始まる前の話



 辺り一面に血の臭いが蔓延していた。その部屋に、命ある者は二人だけ。その内の一人が声を張り上げた。

「ま、待ってくれ!」

 両手を上げ、戦意がないことを示す。彼の武器である拳銃は、既に床に落ちており、その役目を果たせない。最も先程男の仲間が撃った弾丸は全て棒で弾かれており、手元にあっても意味をなさないのだが。

「だからさ、俺はただ質問に答えて欲しいだけなんだ」

 黒く長い棒を肩にぽんと乗せながらそう要求するのは、十歳前後の少年。棒が後ろの壁に当たった瞬間ひびが入る。

「だから知らねえって言ってるだろう! アリスなんていう餓鬼来てねえよ!」

 男はつい先程確認した売買記録に視線を向けながら叫んだ。

「そんなはずない。住所も店の名前も合ってるし。俺と同じ茶髪で蒼い目の女の子が一年前ここに売られてきたはずなんだ」

 淡々とした口調ながら、少年の瞳は暗い欲望に囚われていた。理性的にみえながら、その実怒りに支配されている。そのことは、周りに散らばる死体を見れば明らかだった。

「だから知らねえって言ってるじゃないか! 大体一年前のことなんか」

 男の目はそれを捉えることが出来なかった。ただ聴覚が、皮膚が、風を捉えた。
 側頭部に少年が回した棒がめり込む。
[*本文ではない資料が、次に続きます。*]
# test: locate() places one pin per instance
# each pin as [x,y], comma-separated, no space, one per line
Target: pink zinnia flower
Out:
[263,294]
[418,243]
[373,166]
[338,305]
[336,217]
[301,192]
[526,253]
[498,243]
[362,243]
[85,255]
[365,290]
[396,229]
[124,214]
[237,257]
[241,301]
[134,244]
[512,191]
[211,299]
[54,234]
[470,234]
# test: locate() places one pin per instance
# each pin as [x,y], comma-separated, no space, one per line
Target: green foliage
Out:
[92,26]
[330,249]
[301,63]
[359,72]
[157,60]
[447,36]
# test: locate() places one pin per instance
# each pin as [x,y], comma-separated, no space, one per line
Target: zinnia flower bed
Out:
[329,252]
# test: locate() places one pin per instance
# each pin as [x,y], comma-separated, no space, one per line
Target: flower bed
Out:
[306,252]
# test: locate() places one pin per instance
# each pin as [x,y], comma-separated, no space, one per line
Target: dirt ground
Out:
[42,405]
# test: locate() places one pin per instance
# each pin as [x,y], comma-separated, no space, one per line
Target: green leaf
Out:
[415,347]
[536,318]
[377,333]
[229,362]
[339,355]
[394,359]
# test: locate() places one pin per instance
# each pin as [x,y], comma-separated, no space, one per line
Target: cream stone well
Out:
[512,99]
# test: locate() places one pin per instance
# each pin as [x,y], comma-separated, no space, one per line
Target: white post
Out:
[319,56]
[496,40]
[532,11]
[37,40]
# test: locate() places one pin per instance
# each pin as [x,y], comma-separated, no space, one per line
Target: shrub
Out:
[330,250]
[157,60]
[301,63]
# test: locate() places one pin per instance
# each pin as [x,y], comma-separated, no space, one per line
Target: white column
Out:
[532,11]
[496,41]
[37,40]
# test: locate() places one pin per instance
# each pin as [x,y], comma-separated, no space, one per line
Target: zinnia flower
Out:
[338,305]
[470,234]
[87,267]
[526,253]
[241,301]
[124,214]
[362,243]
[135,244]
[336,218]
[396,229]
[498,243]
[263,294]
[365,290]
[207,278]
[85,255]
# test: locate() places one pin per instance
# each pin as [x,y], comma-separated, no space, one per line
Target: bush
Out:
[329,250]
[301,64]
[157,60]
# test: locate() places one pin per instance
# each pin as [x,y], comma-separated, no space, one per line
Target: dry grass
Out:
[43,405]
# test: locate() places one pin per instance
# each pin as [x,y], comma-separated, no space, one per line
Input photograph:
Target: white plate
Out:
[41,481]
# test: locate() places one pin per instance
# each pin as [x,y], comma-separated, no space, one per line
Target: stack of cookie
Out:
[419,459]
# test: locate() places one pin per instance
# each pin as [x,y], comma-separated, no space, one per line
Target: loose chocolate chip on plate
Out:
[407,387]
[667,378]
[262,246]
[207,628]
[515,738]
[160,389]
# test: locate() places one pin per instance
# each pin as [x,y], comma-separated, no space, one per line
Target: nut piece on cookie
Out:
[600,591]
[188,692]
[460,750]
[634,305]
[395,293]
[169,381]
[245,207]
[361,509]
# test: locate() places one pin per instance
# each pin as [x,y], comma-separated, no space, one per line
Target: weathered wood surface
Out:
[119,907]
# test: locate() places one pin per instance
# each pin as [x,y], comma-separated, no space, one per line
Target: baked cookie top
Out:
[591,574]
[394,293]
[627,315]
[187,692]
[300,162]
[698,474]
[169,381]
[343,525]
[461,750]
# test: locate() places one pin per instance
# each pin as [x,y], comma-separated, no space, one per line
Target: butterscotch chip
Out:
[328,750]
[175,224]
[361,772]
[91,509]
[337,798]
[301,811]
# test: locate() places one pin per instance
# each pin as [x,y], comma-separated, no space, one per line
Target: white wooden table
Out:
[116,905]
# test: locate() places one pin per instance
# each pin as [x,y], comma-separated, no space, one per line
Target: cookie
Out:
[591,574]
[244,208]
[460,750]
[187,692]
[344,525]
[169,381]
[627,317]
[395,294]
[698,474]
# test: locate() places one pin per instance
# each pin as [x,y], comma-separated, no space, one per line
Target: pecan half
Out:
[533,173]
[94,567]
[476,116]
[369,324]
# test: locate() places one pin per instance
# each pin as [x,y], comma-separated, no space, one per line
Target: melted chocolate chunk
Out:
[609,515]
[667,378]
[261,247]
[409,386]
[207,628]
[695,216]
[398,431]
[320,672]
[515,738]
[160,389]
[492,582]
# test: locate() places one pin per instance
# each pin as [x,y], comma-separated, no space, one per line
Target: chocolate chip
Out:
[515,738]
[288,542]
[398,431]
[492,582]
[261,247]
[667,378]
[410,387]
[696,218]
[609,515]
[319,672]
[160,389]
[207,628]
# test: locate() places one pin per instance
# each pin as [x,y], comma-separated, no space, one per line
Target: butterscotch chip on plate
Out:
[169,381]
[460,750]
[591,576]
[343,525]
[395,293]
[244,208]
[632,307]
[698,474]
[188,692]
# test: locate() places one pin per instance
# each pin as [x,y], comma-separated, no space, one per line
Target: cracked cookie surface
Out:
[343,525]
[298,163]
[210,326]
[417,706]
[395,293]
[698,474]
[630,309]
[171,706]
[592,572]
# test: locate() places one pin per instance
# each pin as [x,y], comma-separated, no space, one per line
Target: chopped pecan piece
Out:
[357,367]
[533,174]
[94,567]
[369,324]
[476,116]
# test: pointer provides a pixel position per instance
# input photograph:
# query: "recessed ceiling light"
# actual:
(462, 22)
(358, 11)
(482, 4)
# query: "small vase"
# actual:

ぐちゅっと臓器が潰れた音に続き、男は地に倒れ伏した。

「本当、簡単に死んじゃうんだよな、人って」

 棒をふるった少年は、地に伏した男達の内適当な者の服で棒に付いてしまった汚れを綺麗に拭き取る。そうしてから部屋を見渡した。
 照明の暗い部屋。地下ゆえ、外の光は入って来ない。唯一明るい光を放っているパソコンに近付き、それをいじくる。
 いくら探しても、求める人の情報は手に入らなかった。苛立ちのまま、パソコンを殴りつける。途端に、部屋は薄闇に包まれた。

「くそっ」

 ポケットから取り出した紙片をびりびりに破っても、怒りは収まらなかった。

 少年は知らない。親代わりが、少年が死ぬ可能性を高いとみて妹の手掛かりを最小限しか残さなかったことを。生き残っていたら少女の姿や名前を変えることくらい予想出来るだろう、と少年を過大評価していたことを。
 怒りに囚われた少年がその事実に気付いたのは、建物ごと破壊して近くの町に移り、一息ついてからだった。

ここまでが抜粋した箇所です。